I’m so tired. All I want to do right now is curl into a ball and sleep off this migraine, but where the hell is my bedroom?
My feet heavy and weary, I make my way up the cream carpeted stairs and along the biggest hallway I have ever seen. I scan all the bedrooms, noticing that the one in the corner is open, but the others are shut. Considering Eli slept in a different hotel room than me, I’m guessing I have my own room here too. I pass by all the rooms where the doors are shut, then reach the end bedroom and immediately I know it’s mine.
White again. Everything is so white, it’s almost blinding. I groan, my headache simply not letting up. The color scheme certainly isn’t helping. I step in, noting that three of the five suitcases the driver brought in are sitting neatly next to my bed. I take my high heels off with a relief that makes me moan out loud before padding over to the suitcases to find suitable nightwear. Everything is neatly stacked in order of dresses, then casual wear, then nightwear/underwear. I have no clue who packed this, but they’re certainly very well organized.
My eyes widen when my they land on a cosmetic case next to the nightwear. My hand snatches it as I secretly pray that some form of painkiller is in there to stop this raging headache.

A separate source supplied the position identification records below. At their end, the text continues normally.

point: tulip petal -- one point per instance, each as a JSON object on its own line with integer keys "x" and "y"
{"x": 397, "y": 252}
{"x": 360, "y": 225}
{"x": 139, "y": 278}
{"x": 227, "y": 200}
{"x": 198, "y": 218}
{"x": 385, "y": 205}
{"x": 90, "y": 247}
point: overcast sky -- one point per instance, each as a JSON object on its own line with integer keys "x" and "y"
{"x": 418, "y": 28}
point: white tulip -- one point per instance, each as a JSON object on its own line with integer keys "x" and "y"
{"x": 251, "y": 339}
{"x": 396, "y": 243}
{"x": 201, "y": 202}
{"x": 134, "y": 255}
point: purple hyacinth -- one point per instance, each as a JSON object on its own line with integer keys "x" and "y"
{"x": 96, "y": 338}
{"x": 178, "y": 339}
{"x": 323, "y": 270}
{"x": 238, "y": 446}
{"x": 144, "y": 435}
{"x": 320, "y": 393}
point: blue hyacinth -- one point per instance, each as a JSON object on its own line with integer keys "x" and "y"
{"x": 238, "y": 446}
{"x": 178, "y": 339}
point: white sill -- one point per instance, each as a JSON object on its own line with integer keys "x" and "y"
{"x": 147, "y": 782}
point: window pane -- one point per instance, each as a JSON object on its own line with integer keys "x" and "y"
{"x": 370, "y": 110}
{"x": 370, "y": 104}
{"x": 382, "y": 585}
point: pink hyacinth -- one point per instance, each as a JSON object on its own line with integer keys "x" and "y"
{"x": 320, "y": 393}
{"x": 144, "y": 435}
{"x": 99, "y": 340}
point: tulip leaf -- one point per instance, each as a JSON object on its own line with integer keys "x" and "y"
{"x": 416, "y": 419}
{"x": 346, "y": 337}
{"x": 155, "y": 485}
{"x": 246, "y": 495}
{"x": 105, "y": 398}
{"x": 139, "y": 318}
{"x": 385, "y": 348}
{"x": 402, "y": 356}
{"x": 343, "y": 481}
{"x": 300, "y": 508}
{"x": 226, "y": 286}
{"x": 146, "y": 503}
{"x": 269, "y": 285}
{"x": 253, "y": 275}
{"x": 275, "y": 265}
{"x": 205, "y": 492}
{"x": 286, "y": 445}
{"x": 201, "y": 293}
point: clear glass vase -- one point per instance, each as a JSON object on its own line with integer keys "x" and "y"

I rummage through, my hand clutching onto different objects. When it lands on something that rattles, I pull it out. Tylenol.
“Thank you, God,” I say, looking up at the heavens.
I race to the ensuite, which seems bigger than the living room downstairs, and quickly fill up a glass of water. I down the two pills, then throw my clothes haphazardly around the room before I land headfirst on top of the bed.
I’m out like a light.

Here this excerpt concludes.